Timothy Shiou-Ming Wu is an American legal scholar and professor at Columbia Law School, and contributing opinion writer for The New York Times. He is known legally and academically for his enacted "Carterfone" proposal and other significant contributions to antitrust and wireless communications policy, and popularly, for coining the phrase network neutrality in his 2003 law journal article, Network Neutrality, Broadband Discrimination.

Alan Michael Yang is an American screenwriter, producer, director and actor. He was a writer and producer for the NBC sitcom Parks and Recreation, for which he received his first Emmy nomination. With Aziz Ansari, Yang co-created the Netflix series Master of None, which premiered in 2015 to critical acclaim.

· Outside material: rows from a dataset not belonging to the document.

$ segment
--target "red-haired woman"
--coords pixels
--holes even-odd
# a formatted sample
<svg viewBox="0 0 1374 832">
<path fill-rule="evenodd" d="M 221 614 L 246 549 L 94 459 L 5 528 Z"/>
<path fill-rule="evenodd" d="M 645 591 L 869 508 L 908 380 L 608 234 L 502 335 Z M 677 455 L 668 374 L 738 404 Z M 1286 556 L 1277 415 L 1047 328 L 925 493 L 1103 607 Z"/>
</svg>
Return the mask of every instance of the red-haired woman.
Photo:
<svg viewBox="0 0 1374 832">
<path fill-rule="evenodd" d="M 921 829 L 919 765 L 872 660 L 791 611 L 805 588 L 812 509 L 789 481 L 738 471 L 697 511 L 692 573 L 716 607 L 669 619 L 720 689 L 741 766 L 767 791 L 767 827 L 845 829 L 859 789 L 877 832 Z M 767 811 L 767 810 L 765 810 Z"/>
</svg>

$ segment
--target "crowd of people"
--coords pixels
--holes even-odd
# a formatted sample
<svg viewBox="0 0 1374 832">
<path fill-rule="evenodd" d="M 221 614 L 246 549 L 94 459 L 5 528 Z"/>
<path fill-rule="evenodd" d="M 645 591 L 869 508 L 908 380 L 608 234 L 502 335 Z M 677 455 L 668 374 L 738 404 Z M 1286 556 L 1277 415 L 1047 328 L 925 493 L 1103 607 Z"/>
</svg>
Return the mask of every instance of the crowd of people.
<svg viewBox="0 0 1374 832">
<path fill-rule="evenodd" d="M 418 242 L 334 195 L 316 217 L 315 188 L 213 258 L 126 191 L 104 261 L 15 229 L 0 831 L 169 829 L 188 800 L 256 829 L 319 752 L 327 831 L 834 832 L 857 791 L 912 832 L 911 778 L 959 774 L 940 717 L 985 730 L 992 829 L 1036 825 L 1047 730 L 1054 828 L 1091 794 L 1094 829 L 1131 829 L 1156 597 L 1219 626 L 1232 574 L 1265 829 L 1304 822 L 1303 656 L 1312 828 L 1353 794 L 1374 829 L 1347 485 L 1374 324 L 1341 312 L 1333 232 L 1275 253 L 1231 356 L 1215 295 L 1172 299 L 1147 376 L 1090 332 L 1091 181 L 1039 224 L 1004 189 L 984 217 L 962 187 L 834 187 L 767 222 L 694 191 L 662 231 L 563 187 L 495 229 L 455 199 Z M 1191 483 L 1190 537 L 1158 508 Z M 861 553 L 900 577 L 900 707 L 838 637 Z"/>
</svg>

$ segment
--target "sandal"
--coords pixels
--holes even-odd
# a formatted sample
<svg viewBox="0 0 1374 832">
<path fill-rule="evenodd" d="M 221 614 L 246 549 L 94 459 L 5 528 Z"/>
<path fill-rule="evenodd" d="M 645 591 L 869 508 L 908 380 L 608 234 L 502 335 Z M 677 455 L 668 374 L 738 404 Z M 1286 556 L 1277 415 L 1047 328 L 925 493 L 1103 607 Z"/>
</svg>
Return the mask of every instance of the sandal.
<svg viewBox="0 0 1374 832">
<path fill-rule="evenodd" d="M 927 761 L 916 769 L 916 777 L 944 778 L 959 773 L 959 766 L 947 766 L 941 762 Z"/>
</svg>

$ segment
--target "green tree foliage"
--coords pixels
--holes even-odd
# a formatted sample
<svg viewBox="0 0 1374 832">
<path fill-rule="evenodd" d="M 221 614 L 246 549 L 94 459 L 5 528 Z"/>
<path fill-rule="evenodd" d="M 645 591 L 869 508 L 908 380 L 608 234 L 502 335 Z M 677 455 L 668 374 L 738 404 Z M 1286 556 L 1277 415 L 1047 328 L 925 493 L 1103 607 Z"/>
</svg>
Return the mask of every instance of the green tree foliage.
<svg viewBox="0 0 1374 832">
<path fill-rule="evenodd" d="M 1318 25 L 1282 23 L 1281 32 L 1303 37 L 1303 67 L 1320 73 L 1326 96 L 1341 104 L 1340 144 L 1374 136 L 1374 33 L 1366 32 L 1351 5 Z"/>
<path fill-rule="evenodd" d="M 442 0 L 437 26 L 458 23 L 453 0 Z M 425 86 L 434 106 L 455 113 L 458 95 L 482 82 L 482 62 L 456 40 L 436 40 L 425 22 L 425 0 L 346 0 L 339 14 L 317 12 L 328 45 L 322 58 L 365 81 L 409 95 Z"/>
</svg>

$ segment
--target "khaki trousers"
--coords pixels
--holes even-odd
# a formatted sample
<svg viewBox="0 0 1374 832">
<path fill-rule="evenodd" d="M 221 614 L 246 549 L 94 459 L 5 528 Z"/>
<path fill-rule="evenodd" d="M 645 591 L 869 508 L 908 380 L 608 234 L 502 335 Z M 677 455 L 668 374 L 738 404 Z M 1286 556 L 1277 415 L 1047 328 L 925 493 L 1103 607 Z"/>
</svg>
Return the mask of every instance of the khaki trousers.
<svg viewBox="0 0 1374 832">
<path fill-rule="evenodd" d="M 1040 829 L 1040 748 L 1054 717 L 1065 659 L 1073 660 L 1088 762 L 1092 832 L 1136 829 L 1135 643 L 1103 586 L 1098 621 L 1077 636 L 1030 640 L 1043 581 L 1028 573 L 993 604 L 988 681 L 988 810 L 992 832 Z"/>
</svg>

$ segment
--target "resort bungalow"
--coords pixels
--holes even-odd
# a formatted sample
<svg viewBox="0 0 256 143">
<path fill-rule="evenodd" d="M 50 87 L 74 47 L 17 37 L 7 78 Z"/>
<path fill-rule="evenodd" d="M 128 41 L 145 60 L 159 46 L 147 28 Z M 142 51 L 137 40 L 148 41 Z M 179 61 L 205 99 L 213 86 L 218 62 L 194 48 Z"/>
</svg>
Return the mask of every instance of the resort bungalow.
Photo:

The series was awarded a Peabody Award, and at the 68th Emmy Awards in 2016, Yang and Ansari won for Outstanding Writing for a Comedy Series for Master of None and became the first ever writers of Asian descent to win in the category, which was also nominated in the Outstanding Comedy Series category. Yang also was the screenwriter of the 2014 comedy Date and Switch. In 2018, Yang co-created the Amazon Video series Forever.

Belle Yang is an artist, author, graphic novelist and children's book writer.

Jeff Yang is an Taiwanese-American writer, journalist, businessman, and business/media consultant who writes the Tao Jones column for The Wall Street Journal. Previously, he was the "Asian Pop" columnist at the San Francisco Chronicle.